He said: "I am the last person to be gloomy about the housing market, but we have to be realistic about the position the market is in and the influences from the macro-economic situation. However, on the positive side, for those who are in a position to purchase in 2010 there will be much more choice."
Matthew Sinclair predicts the following trends for 2010:
There is always apprehension when an election is on the horizon, plus the UK has historically high debts. We can expect to see an increase in taxes, an increase in unemployment, particularly job losses in the public sector, as well as pay freezes. The underlying trend will be one of readjustment on property prices across all sectors of the market.

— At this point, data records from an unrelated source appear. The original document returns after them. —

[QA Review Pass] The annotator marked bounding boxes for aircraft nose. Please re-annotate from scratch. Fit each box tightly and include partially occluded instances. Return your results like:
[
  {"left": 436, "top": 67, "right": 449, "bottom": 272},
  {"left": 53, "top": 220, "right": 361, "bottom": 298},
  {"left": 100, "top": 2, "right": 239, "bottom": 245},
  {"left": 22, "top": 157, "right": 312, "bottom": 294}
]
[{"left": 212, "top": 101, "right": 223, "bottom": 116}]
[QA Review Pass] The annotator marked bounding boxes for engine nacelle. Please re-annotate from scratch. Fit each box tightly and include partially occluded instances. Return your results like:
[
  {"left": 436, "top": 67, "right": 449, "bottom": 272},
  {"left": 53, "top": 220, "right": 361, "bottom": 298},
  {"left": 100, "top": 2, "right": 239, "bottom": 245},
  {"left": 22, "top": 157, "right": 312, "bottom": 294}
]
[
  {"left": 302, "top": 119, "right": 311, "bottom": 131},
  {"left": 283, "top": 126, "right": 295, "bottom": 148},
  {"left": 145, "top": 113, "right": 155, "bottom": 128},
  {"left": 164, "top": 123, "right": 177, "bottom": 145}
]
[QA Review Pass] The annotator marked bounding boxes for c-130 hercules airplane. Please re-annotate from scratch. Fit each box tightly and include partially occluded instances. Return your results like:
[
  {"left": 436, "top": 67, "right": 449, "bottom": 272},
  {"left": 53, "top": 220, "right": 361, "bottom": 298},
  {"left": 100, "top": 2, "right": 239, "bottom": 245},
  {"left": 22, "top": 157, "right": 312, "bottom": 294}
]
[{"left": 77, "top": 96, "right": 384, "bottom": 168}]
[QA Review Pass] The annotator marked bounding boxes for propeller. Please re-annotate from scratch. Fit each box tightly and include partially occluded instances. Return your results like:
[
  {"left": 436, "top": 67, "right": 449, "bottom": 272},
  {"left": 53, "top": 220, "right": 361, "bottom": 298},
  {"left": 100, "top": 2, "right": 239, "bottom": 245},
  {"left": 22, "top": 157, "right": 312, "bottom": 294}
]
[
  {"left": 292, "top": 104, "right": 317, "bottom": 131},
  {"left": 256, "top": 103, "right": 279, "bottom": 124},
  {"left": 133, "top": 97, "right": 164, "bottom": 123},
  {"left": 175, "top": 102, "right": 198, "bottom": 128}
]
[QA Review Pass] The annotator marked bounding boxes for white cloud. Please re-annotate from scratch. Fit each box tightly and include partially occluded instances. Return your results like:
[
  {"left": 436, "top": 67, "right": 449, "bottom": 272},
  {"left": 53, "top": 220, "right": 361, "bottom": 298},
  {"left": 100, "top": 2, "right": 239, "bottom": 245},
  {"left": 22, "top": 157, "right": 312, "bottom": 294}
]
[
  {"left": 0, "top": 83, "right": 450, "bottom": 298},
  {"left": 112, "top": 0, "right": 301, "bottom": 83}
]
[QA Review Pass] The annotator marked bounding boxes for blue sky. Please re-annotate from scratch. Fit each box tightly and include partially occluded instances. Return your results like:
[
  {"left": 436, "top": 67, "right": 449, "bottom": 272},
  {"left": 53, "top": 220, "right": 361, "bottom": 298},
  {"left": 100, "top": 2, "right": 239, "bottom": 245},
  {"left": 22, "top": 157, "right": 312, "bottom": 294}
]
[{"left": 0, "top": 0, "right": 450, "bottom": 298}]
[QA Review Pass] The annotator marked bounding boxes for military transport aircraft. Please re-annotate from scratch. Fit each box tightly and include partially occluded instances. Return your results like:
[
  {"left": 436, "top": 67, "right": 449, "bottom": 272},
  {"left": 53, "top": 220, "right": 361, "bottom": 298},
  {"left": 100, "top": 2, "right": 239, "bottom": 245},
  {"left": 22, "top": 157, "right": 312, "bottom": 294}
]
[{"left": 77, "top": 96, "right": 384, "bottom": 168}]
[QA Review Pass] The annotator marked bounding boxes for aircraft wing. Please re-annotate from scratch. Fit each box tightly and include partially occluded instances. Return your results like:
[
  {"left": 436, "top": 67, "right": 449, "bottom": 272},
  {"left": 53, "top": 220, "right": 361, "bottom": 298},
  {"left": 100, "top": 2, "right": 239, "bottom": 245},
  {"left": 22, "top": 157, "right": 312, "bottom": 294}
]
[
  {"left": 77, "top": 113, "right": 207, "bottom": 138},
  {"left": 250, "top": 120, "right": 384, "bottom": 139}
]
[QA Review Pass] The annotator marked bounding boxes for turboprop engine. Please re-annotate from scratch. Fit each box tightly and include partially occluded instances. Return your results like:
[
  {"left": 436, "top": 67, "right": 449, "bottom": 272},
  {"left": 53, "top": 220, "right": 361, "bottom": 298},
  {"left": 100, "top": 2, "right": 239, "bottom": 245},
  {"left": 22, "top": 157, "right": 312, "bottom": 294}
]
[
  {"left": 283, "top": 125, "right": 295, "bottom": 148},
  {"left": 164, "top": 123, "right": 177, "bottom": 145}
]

In 2009, the market has been driven by lack of supply. The second half of 2009 has shown an increase in transactional activity with the deals that have been done being predominantly cash-based. Going forward, buyers will continue to require a significant cash element to make a purchase and get the best deals. Lending has been tight and, whilst easing a little, will remain difficult to obtain.
The top end of the housing market, with properties costing upwards of £1million, will be hit hard again, and more property will become available. We can expect to see some large properties on the market, some of which hardly ever changes hands, both in terms of residential and rural properties, including farms and estates. We are already seeing this on a private basis. This is excellent news for purchasers who have specific criteria and have been waiting for some time for suitable properties to come on the market.
There remains a significant amount of top end property still available from the end of 2009 and, again, not all is openly advertised. We can expect to see reductions on these properties going forward.
It is likely that there will be a period where supply outstrips demand and, if interest rates move upwards, that supply will continue to grow. Buyers will have more choice and prices will be more competitive.
We will see further downsizing and debt reduction on a personal level. For those purchasers who are in a position to buy in 2010, this is good news, as it will bring more property on to the available list.
Income generation will be key for 2010. People will be looking to invest in something that will generate an income. Land and forestry will continue to do well and normally track the gold trend which is always seen as a safe environment for money. However, this will come under pressure with only the best land making good prices.
We predict that there will be more property offered on the market on a private basis. This is a trend we are beginning to see with property being lined up for sale for next year. This is good news for buyers if they have access to this market, for example through a property search agent.